Taxes can be 'wrong-headed'...but change can be too hard to tackle
Of course, this won't stop politicians from pursuing increased taxes with the religious zeal of the self-righteous. In economic terms it is utterly wrong-headed to be reducing consumer's spending power at a time when it is most acutely needed. It would, for instance, potentially be better to increase the minimum wage to target lower earners and reduce corporation tax to compensate companies if you really wanted to put money in the pockets of large numbers of the working population. Corporation tax ranks fourth among the total revenue take which puts it in the 'Too Difficult To Tackle' tray. The ensuing low growth (along with other effects coming from the US, Europe and globally) will help send government bond yields down to Japanese style levels in the very near term.

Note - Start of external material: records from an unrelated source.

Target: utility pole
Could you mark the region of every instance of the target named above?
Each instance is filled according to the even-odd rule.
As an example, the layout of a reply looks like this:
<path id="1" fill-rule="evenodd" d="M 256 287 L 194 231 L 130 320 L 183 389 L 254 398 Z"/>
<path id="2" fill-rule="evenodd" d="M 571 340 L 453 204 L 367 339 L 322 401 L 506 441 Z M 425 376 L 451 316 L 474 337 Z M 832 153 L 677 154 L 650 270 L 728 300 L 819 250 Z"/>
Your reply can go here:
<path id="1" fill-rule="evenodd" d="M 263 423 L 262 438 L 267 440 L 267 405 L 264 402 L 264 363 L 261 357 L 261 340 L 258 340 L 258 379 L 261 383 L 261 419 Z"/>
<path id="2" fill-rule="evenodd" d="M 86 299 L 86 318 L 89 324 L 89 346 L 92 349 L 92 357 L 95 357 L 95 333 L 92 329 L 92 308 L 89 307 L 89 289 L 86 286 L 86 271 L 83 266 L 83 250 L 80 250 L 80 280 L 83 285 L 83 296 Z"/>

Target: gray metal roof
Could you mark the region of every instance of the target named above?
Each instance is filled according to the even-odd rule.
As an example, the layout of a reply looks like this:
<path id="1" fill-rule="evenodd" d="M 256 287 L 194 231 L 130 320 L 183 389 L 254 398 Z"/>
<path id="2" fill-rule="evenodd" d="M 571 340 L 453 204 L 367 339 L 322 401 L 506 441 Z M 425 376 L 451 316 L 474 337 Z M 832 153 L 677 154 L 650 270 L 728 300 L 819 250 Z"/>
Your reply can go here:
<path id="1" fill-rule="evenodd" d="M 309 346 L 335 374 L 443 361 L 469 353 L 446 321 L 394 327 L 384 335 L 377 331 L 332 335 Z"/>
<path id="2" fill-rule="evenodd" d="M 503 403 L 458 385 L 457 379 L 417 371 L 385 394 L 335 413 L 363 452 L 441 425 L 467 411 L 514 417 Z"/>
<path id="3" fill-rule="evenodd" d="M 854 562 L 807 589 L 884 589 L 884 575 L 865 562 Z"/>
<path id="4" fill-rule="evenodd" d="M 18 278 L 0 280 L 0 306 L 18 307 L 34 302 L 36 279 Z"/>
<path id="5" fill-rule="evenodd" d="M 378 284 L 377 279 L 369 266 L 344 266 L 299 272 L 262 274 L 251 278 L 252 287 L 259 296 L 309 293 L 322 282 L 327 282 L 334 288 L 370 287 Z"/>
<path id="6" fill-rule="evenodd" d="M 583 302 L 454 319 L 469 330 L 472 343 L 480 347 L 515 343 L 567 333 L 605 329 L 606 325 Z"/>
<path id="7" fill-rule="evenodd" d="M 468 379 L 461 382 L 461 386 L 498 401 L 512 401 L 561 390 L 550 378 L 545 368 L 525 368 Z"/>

Looking forward, you have to suspect that, as a method of tackling the deficit, increasingly ingenious taxation will fail as an economic policy. Without real deficit reduction (as opposed to reducing the rate of debt accumulation, which is what is happening at the present time) the US and UK will go the way of other high deficit nations. The fear must be that, one day, some political group or other will abandon even these meagre attempts at debt control because the political heat will be just too much. As with other nations, the US and UK will not be immune to the judgment of the markets (in terms of their bonds and currencies). For the time being they are benefiting from the distracting idea that they are not in the eurozone - but after that you won't need a taxidermist to tell you that we are stuffed.